In het tweede lid is de inspanningsverplichting neergelegd in het geval
dat de bezwaren waaraan het verzoek ten grondslag ligt, gerechtvaardigd
blijken te zijn en de competente autoriteit niet in staat is zelf tot
een bevredigende oplossing te komen, hij in overleg treedt met de
competente autoriteit van de andere staat om tot een gezamenlijke
oplossing te komen. De uitkomst van de onderlinge overlegprocedure dient
te worden geïmplementeerd. De Inspecteur handelt daarbij in
overeenstemming met de uitkomst van de overlegprocedure..

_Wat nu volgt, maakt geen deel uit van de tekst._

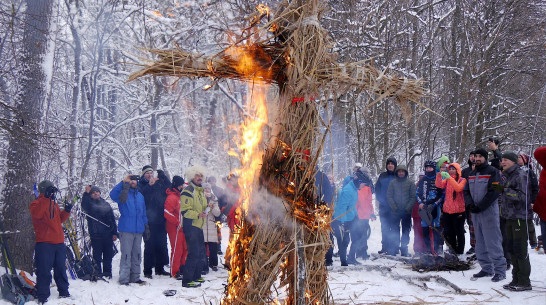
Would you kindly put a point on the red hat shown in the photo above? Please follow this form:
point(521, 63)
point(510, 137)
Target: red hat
point(525, 158)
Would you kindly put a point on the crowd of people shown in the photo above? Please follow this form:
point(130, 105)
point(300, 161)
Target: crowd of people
point(152, 208)
point(496, 200)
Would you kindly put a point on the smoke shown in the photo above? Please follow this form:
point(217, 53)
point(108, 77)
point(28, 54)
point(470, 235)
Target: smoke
point(267, 208)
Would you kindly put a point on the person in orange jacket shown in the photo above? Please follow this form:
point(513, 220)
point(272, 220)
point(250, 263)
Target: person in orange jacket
point(540, 203)
point(360, 227)
point(49, 250)
point(454, 208)
point(179, 251)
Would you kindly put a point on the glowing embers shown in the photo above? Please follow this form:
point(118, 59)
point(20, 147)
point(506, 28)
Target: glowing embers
point(248, 61)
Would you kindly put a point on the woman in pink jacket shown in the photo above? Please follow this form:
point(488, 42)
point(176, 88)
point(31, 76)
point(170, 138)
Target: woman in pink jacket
point(454, 208)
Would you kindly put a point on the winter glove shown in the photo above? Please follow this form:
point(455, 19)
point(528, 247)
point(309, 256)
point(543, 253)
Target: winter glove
point(497, 187)
point(473, 208)
point(434, 212)
point(147, 233)
point(68, 206)
point(124, 193)
point(161, 175)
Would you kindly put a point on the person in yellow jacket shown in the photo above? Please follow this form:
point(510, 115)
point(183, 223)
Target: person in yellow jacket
point(193, 207)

Artikel 7 Inwerkingtreding

Het Verdrag treedt in werking op de eerste dag van de tweede maand nadat
beide Partijen elkaar schriftelijk, langs diplomatieke kanalen, hebben
laten weten dat aan alle voorwaarden voor de inwerkingtreding is
voldaan. Het Verdrag is van toepassing op inkomsten verdiend in enig
fiscaal boekjaar op of na 1 januari van een kalenderjaar volgend op het
jaar waarop het Verdrag in werking is getreden.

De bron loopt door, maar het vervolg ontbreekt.